In an effort to make up for this lost revenue, gun manufacturers have been trying to stimulate sales of other varieties of firearms, like handguns and military-style weapons. To accomplish this, they've been exploiting people's fears, capitalizing on incidents such as the massacre at Sandy Hook Elementary School, to make people feel vulnerable and make them want guns.
Please remember this when you hear pro-gun organizations, lobbyists and legislators suggesting that in order to be safe, we need more guns. This has nothing to do with being safe. It has nothing to do with protecting children. It has nothing to do with Second Amendment "rights." Like so much else, it has everything to do with money.
— Fred Kormos
Fight Citizens United
In November, the voters of Colorado voted overwhelmingly — something like 3 to 1 — in favor of Amendment 65, essentially requesting the Colorado Legislature to at least go on record as opposing the January 2010 Supreme Court ruling Citizens United v. Federal Election Commission, which basically legalized bribery of elected and administrative officials of the government, in its several forms by removing "donation" limits and accountability. In effect, that ruling changed the United States from a democracy to a capitalistic oligarchy of corporate and big-money interests.
It would seem, with the public expression as large as the Colorado vote in November, that there would be some response from the Colorado Legislature. Unfortunately, based on calls to my representatives and the governor's office, that turns out to be somewhat naive.
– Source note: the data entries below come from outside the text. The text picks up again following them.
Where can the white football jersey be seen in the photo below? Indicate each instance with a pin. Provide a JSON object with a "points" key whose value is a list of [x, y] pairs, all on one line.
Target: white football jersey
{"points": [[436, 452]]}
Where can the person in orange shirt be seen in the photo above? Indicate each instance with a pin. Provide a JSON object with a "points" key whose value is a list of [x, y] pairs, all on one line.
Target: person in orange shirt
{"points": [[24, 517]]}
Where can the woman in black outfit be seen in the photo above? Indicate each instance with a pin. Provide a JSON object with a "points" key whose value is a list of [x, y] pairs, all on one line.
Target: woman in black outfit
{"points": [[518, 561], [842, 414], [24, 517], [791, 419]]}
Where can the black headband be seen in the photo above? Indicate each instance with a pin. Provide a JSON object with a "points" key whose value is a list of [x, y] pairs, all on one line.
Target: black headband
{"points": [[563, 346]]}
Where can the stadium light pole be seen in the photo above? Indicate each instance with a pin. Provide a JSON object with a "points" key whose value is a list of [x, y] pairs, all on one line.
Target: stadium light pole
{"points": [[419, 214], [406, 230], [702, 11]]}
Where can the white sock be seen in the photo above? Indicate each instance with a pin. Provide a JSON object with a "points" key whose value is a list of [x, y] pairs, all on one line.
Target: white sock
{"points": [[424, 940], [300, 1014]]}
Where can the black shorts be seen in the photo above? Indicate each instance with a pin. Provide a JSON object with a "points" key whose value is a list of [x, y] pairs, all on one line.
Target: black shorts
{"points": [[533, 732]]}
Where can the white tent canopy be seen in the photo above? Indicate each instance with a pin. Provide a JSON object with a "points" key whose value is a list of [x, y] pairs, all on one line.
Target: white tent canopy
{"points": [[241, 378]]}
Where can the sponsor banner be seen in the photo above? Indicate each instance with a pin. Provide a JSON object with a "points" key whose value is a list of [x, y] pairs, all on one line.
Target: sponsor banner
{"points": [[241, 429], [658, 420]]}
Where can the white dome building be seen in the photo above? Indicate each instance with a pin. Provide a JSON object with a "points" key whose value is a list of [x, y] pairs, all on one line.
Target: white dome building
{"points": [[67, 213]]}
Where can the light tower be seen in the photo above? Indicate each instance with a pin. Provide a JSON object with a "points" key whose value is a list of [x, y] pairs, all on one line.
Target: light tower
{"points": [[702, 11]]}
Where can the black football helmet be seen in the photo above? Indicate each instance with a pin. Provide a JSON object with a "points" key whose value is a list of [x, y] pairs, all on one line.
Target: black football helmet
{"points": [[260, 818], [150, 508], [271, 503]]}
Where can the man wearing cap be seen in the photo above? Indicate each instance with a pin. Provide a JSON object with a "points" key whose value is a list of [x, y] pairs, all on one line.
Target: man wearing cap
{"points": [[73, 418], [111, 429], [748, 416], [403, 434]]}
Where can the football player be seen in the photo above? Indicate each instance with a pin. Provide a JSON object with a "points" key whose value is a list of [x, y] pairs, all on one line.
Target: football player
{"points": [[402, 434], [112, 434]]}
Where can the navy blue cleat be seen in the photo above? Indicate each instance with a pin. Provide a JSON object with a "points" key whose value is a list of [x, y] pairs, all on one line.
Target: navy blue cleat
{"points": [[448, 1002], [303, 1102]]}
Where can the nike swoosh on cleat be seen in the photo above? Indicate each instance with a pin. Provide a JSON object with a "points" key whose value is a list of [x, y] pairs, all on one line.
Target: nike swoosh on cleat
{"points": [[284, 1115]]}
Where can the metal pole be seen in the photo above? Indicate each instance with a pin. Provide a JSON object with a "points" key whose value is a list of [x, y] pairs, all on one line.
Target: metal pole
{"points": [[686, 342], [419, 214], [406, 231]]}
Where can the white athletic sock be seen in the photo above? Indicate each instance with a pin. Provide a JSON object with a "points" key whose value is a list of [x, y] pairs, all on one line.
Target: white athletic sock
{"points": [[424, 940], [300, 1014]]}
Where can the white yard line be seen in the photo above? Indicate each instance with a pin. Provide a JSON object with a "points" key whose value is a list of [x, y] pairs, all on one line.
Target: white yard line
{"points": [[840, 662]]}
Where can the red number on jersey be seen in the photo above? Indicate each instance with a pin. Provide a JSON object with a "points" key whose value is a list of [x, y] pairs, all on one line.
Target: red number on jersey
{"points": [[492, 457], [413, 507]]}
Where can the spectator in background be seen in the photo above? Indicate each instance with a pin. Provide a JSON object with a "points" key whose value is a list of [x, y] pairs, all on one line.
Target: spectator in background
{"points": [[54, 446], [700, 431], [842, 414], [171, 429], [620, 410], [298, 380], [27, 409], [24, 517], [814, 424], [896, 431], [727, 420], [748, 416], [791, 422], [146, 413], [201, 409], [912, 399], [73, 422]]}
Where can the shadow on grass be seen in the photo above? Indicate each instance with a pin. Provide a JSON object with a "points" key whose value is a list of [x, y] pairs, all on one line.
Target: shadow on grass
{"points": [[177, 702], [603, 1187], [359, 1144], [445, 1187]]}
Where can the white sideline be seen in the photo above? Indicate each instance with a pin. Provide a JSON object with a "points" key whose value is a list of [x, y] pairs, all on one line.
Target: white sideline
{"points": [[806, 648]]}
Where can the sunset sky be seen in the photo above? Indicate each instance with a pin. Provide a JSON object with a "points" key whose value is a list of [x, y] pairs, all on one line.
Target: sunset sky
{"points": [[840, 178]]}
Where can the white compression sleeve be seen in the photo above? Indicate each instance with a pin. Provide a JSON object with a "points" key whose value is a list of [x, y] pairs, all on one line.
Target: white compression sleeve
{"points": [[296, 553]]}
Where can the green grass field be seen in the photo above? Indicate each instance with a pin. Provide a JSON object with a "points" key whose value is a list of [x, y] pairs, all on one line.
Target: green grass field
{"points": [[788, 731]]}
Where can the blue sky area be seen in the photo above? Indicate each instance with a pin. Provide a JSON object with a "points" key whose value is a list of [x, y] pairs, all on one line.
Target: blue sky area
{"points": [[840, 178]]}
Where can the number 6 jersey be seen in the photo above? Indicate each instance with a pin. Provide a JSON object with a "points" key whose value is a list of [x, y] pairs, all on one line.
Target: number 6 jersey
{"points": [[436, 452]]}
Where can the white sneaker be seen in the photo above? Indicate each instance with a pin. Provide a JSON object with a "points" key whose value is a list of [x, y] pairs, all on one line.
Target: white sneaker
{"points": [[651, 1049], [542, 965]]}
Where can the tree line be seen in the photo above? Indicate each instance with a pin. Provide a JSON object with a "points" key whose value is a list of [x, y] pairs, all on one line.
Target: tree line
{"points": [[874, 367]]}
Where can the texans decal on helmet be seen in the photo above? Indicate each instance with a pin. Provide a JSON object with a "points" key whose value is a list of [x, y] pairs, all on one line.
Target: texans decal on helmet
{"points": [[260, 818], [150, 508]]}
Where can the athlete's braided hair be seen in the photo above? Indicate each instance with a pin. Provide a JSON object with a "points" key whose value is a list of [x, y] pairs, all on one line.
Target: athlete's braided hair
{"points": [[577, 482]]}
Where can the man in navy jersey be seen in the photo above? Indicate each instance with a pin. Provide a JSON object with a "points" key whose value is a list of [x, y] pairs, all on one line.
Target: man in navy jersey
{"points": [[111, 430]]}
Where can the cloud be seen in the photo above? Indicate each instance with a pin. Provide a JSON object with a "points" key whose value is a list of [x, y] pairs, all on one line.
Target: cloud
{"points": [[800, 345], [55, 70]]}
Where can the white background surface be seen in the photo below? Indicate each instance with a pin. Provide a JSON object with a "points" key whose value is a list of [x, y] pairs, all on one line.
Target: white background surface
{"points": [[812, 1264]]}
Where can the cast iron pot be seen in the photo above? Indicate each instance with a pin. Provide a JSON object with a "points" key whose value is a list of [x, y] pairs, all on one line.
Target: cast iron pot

The answers I got were all, "There will be no response from the Colorado Legislature!"
The only way some action will be taken is for elected officials in our Legislature to initiate some form of resolution to the effect that the people of Colorado stand behind the U.S. Congress in creating a constitutional amendment overturning Citizens United. This has already been done by several states and some 29 U.S. senators, Michael Bennet among them, to his credit.
So this request: Call your Colorado representative and request that the Legislature respond to the voters' wishes. It only takes one legislator to initiate this action. Let's find him or her!
— John Hobson
The legislation approved by the House of Representatives on Jan. 2 will increase the income tax rates of individuals earning at least $400,000 and couples earning at least $450,000 annually, a mere 0.7 percent of the American public.
Let me get this straight: Doug Lamborn voted against a measure that would keep in place the income tax rates of 99.3 percent of Americans? Certainly, Lamborn preferred a bill with reductions in government spending. Yet, if he can't support a bill that maintains 99 percent of the Bush-era income tax rates without expiration, what type of tax legislation will he vote for?
I do not understand the conservative antagonism to any legislative compromise.